Occasionally omitted from the debate about the N.C. General Assembly’s decision to end teacher tenure in the state’s public schools is the importance of getting rid of the worst teachers as quickly as possible. In an interesting “Defining Ideas” article on effective teachers, the Hoover Institution’s Eric Hanushek explains how bad teachers create long-term problems for students.
We now have a substantial number of studies that indicate clearly how much difference teacher effectiveness makes to student outcomes. In one study of mine, teachers near the top of the quality distribution got an entire year’s worth of additional learning out of their students compared to those near the bottom. That is, a good teacher will get a gain of 1.5 grade level equivalent while a bad teacher will get 0.5 year during a single academic year. Importantly, this analysis considered kids just from minority and poor inner-city families, indicating that family background is not fate and that good teachers can overcome deficits that might come from poorer learning conditions in the home. …
… Perhaps the most valuable way to see differences for the subsequent discussion of salaries is to calculate the impacts of effective teachers on the future earnings of students. A teacher who raises the achievement of a student will tend, other things being equal, to raise earnings throughout that student’s work life. We can in fact calculate the economic impact on the student from analyses of how achievement translates into higher incomes. Using 2010 earnings, for example, a teacher in the seventy-fifth percentile would on average raise each student’s lifetime income by somewhat more than $14,300 when compared to the average teacher. (All calculations are based on present values at the time of high school graduation where future incomes are discounted at 3 percent per year). But, this is not fully what the seventy-fifth percentile teacher contributes, because each student in the class can expect the same enhanced income.

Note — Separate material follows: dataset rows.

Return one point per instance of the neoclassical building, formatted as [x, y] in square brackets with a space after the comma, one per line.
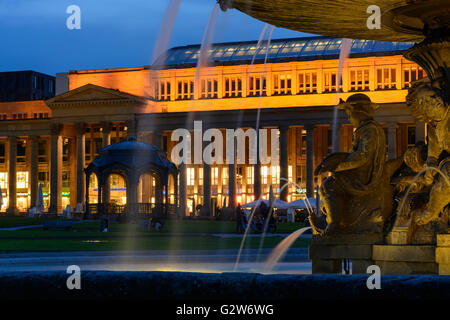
[51, 142]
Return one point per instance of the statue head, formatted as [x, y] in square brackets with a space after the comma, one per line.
[359, 108]
[425, 103]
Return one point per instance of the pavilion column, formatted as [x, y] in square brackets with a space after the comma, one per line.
[34, 171]
[391, 140]
[182, 196]
[131, 128]
[157, 137]
[12, 190]
[309, 161]
[106, 130]
[81, 141]
[420, 131]
[56, 170]
[284, 174]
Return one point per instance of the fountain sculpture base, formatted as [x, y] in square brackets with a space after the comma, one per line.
[327, 256]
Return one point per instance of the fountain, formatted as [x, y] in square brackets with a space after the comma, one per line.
[363, 221]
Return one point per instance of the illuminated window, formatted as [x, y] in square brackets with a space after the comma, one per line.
[254, 86]
[190, 175]
[224, 176]
[307, 82]
[162, 90]
[200, 176]
[282, 84]
[21, 151]
[185, 90]
[412, 74]
[214, 176]
[208, 88]
[275, 172]
[2, 152]
[42, 151]
[4, 180]
[232, 87]
[330, 81]
[386, 78]
[250, 179]
[22, 180]
[264, 174]
[359, 80]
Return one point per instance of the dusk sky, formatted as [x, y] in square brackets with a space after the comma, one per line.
[114, 33]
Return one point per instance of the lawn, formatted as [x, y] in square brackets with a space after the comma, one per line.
[176, 235]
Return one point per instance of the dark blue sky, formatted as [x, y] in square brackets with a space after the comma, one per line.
[114, 33]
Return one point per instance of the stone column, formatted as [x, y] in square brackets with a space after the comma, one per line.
[284, 173]
[182, 200]
[420, 132]
[391, 140]
[106, 129]
[12, 177]
[81, 140]
[34, 171]
[309, 161]
[55, 170]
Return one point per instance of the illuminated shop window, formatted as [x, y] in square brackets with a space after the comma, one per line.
[22, 180]
[190, 176]
[307, 82]
[250, 176]
[163, 90]
[2, 152]
[21, 151]
[215, 176]
[232, 87]
[359, 80]
[282, 84]
[224, 175]
[386, 78]
[412, 74]
[4, 180]
[42, 151]
[208, 88]
[275, 172]
[264, 174]
[185, 90]
[254, 86]
[330, 81]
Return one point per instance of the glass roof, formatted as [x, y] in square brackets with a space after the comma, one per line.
[296, 48]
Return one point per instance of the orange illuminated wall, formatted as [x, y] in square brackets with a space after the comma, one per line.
[31, 110]
[142, 82]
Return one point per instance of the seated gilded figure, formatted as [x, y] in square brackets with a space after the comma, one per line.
[357, 197]
[424, 196]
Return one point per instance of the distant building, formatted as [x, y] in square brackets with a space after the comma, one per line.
[57, 138]
[26, 86]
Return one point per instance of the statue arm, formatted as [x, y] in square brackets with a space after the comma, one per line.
[361, 155]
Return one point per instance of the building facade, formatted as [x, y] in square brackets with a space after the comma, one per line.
[294, 92]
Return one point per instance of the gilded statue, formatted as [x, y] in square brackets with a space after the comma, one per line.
[357, 197]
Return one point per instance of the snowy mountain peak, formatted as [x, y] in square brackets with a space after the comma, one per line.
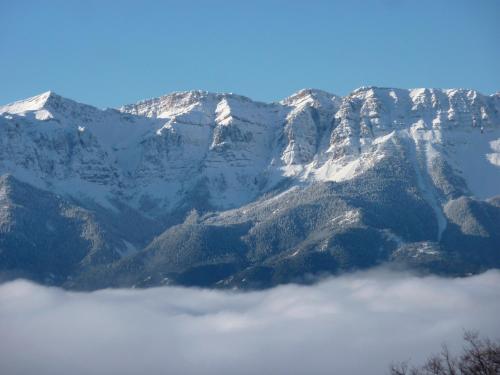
[33, 103]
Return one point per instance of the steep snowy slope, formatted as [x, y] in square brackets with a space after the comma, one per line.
[323, 171]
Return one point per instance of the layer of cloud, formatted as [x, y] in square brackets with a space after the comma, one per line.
[355, 324]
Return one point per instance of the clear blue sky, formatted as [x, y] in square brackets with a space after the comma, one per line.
[108, 53]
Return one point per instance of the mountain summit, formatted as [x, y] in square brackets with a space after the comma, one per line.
[210, 189]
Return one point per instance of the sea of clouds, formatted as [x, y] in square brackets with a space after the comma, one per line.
[353, 324]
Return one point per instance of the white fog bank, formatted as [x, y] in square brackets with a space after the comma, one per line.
[355, 324]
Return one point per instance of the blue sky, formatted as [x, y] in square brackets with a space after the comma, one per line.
[109, 53]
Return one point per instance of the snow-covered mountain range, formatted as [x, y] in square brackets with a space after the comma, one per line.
[217, 189]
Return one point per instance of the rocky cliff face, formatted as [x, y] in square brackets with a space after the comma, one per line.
[315, 175]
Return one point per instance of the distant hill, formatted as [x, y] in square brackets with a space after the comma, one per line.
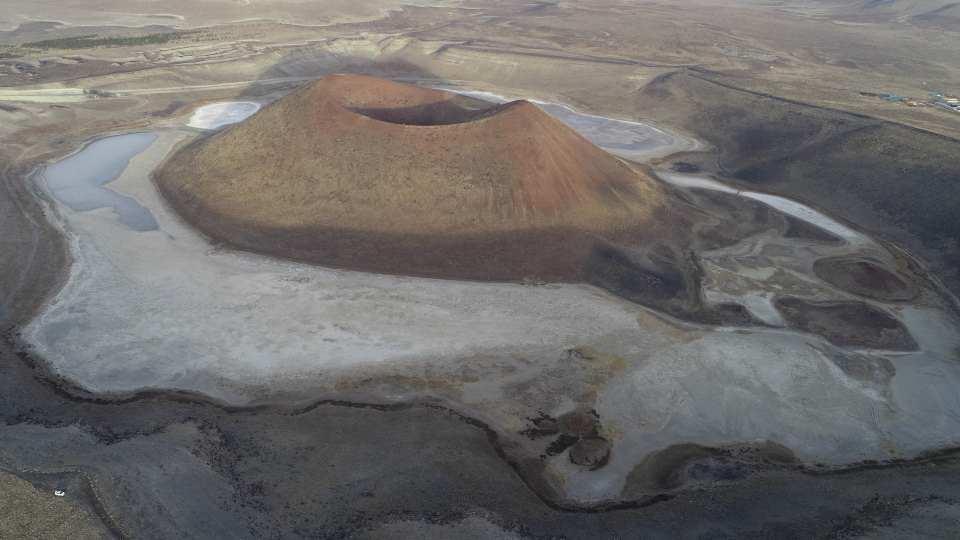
[939, 13]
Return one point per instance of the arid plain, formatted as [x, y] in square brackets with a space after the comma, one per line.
[773, 351]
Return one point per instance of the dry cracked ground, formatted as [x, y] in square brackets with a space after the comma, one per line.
[156, 384]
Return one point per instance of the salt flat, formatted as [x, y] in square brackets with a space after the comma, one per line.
[166, 309]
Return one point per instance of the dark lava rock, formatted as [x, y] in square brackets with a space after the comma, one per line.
[579, 423]
[590, 452]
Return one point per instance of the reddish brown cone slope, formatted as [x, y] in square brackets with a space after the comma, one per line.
[364, 173]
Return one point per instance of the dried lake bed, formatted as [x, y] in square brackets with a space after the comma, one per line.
[163, 308]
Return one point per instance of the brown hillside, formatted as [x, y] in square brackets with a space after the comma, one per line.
[359, 172]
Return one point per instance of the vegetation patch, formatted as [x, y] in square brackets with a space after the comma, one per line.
[90, 41]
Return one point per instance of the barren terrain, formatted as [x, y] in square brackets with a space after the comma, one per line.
[793, 376]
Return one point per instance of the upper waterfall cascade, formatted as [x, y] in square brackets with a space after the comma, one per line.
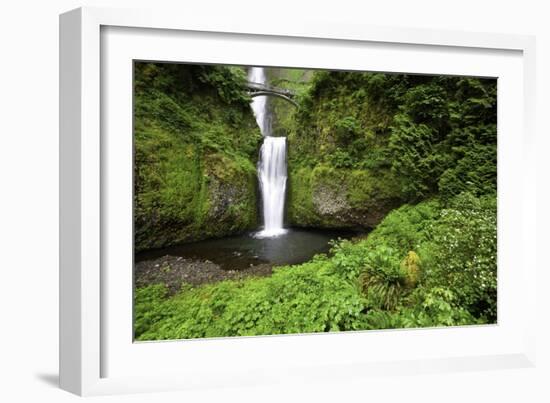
[272, 170]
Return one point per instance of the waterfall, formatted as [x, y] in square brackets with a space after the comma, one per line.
[271, 165]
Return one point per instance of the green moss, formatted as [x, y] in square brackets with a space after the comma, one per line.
[401, 275]
[373, 141]
[196, 144]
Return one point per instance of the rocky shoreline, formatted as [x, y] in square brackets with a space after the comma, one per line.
[173, 271]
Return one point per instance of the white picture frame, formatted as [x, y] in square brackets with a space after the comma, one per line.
[96, 354]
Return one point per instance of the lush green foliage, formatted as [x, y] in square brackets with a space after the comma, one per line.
[196, 144]
[396, 277]
[413, 157]
[412, 136]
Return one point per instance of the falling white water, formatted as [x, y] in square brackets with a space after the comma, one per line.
[271, 165]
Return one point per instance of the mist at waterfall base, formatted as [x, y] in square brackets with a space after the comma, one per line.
[273, 244]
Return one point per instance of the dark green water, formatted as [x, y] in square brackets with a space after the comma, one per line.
[239, 252]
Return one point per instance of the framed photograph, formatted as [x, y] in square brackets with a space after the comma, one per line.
[241, 203]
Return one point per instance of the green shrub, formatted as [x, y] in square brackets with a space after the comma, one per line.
[384, 279]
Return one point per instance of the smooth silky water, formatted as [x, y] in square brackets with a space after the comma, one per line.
[273, 244]
[242, 251]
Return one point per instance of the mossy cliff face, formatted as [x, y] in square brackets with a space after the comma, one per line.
[362, 144]
[196, 144]
[338, 173]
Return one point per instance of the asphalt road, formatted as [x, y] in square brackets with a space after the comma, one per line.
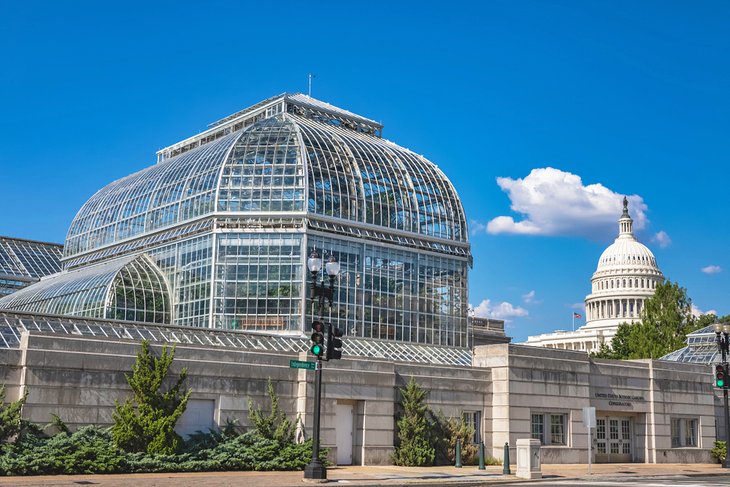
[675, 480]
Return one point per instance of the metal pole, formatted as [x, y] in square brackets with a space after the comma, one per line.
[590, 449]
[505, 462]
[726, 462]
[316, 469]
[723, 348]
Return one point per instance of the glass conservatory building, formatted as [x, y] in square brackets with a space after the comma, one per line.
[216, 234]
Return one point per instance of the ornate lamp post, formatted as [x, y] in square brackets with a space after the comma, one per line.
[722, 332]
[316, 470]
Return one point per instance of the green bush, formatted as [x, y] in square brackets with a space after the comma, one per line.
[11, 421]
[91, 450]
[275, 425]
[719, 451]
[88, 450]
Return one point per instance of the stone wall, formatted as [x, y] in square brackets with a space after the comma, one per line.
[79, 378]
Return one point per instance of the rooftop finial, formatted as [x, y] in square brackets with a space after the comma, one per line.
[625, 223]
[626, 208]
[309, 93]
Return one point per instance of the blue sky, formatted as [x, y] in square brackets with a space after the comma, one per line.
[545, 112]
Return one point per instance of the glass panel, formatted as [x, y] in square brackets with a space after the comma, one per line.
[557, 429]
[675, 433]
[259, 282]
[538, 427]
[691, 433]
[397, 294]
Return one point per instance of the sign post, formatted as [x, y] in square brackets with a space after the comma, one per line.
[589, 420]
[301, 364]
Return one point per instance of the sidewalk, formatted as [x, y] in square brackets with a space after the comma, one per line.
[368, 476]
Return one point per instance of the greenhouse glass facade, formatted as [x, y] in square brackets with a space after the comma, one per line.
[228, 217]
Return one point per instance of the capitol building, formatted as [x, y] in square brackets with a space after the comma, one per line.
[626, 276]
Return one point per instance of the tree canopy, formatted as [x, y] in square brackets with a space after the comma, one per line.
[666, 320]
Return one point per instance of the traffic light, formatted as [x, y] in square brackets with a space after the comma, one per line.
[334, 343]
[721, 375]
[317, 339]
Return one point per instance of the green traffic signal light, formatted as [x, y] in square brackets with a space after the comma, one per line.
[720, 375]
[317, 348]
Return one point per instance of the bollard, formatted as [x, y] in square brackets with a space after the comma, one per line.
[505, 462]
[481, 456]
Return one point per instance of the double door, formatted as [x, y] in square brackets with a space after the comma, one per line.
[614, 440]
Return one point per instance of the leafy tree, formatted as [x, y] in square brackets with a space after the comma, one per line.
[665, 322]
[414, 448]
[272, 426]
[146, 422]
[11, 420]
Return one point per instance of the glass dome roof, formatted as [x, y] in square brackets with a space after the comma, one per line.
[294, 161]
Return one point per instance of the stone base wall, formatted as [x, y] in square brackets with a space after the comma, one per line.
[80, 378]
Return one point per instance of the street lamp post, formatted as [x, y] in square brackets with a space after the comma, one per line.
[321, 292]
[722, 332]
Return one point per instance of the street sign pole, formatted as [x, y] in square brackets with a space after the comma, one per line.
[316, 469]
[589, 420]
[590, 449]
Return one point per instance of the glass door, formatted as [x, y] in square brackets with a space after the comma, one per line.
[613, 440]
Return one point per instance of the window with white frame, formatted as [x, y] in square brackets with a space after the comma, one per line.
[684, 432]
[474, 419]
[550, 428]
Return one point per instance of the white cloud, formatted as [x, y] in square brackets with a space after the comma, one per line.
[711, 269]
[476, 227]
[500, 311]
[662, 239]
[556, 202]
[696, 312]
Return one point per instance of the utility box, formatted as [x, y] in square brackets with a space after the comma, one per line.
[528, 459]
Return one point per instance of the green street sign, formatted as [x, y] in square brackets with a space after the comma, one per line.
[300, 364]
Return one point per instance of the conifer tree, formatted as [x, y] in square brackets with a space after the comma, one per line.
[146, 422]
[414, 448]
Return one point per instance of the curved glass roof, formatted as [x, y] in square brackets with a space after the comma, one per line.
[701, 348]
[27, 258]
[13, 324]
[131, 288]
[294, 161]
[177, 190]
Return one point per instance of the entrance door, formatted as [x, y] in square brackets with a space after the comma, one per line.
[343, 432]
[613, 440]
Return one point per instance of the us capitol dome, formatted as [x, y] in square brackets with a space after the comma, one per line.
[626, 275]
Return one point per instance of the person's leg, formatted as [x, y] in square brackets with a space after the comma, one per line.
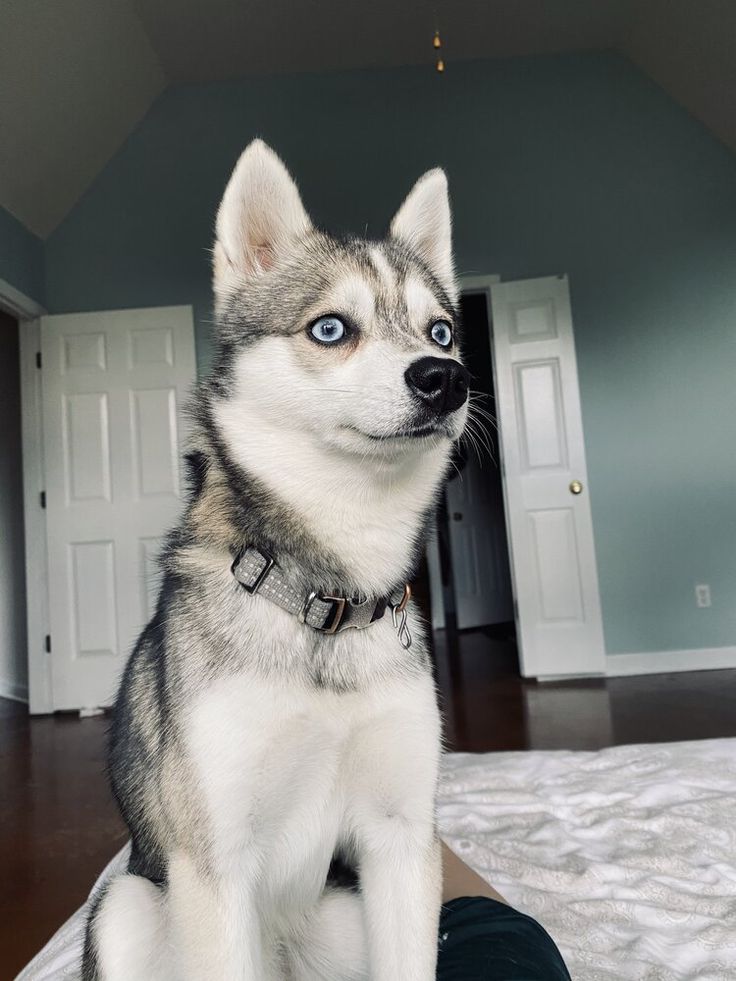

Thus, with a class of twenty-five students, this teacher would add $358,000 in future income compared to an average teacher.
Figure 1 shows the total contribution of teachers at the sixtieth, seventy-fifth, and ninetieth percentile of teacher effectiveness with varying class sizes. Excellent teachers add over $800,000 to the future incomes of students in a class of thirty. Even a teacher just above average at the sixtieth percentile would add over $100,000 to a class of twenty students.
These are calculations for each school year. Each and every year throughout their careers that these above-average teachers are teaching adds hundreds of thousands of dollars to their students. They also parallel a recent set of direct estimates of income effects that comes from linking teacher “value-added” to income tax records.
But, there is the darker side. Below-average teachers are subtracting from student earnings at a similar rate. The tenth percentile teacher, compared to an average teacher, subtracts over a half million dollars per year for each twenty students he or she teaches. For the tenth, twenty-fifth, and fortieth percentile teacher, one simply has to put a minus sign in front of the values seen in figure 1.